Last year the Honda Civic was completely redesigned; and while the styling changes were merely evolutionary, many cried foul over the new Civic's apparent cost-cutting throughout, as well as a a lack of overall detailing that left the newer model looking quite bland.
That's all changed for 2013, as Honda rushed changes to market. More than your typical mid-cycle refresh, they altogether change the look and feel of this model, and make it feel more upscale once again.
The more sharply styled front end, with the more chiseled, squared-off lower air dam adds up to a more charming 'cleft' chin, as you're walking up, while the Accord-like blacked-out grille, chrome framing, and more open-intake look box it all out as sportier—albeit with some obvious VW influences to our eyes.
In back the new lights and rear fascia serve to widen the look just a bit, although we're not big fans of is the wide chrome bar that runs across the edge of the trunklid, connecting the taillamps. It's just too played-out of a styling cue and looks tired on arrival.
Otherwise, while the Civic's flanks have carried over.

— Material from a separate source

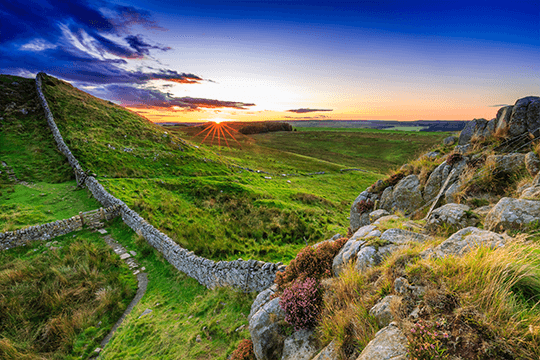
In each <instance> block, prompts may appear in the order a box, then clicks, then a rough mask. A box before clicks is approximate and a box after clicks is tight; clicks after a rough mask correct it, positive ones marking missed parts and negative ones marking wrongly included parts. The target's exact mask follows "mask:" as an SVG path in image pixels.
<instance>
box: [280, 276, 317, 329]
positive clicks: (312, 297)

In this generation, they're a little more sculpted—including a raked-upward character line—yet the roofline looks remarkably familiar, and the Civic's footprint hasn't changed much in many years.

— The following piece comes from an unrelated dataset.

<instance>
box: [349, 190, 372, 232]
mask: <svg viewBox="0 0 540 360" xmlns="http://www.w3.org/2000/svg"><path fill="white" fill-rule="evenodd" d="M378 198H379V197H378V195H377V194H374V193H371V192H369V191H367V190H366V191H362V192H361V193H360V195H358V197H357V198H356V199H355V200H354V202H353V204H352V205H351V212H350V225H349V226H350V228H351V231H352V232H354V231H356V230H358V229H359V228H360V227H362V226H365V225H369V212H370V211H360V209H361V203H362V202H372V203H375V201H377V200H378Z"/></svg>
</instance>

As before, Civic Si models get a host of trim and appearance upgrades—including new wheels, a blacked-out eggcrate grille, chrome-tipped exhausts, and a noticeable rear spoiler—that are bound to draw a little more attention. As well, Si models get a sportier theme inside, with darker trim, sport seats, and details like a leather-wrapped steering wheel. On the other hand, the Civic Hybrid blends in even more so with the rest of the line; it gets different wheels and front fascia, plus a small spoiler on the trunk lid, but you'd have to read the badges to know that it's the Hybrid—making it the antithesis of the Toyota Prius identity.

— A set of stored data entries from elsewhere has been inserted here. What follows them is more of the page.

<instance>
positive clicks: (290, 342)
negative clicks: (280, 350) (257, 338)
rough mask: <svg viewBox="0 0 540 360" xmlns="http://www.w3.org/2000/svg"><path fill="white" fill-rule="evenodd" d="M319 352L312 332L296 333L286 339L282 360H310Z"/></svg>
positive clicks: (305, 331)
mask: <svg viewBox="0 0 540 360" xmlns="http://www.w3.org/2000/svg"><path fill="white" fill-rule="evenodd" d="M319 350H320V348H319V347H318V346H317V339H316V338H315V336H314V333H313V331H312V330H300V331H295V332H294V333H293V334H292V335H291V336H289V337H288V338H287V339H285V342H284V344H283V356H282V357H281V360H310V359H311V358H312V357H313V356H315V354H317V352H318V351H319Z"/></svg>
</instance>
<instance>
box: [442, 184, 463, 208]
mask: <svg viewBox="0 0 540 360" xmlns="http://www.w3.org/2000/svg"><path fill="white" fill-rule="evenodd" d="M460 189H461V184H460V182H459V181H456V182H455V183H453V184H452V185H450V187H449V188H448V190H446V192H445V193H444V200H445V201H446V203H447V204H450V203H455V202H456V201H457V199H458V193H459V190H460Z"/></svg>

Inside, the new Civic isn't all that different by design, but new materials have been subbed in—in ways that affect sight, sound, and touch. Perhaps most obviously, the vast spans of gray all-too-subtly grained hard plastic are gone, replaced by a dark look. The upper tier of the dash is now covered with a softer padded surface that extends around to the upper door trims (to the front doors, at least). Upholsteries are also new, and while the faux-stitching that pops up here and there throughout isn't that impressive up close, but it all helps contribute to a far better first impression.
One thing hasn't changed, and that's the downright odd, Dali-esque contours of the instrument panel; if you like a dash that feels aligned, or symmetric in some way, this is not the car for you.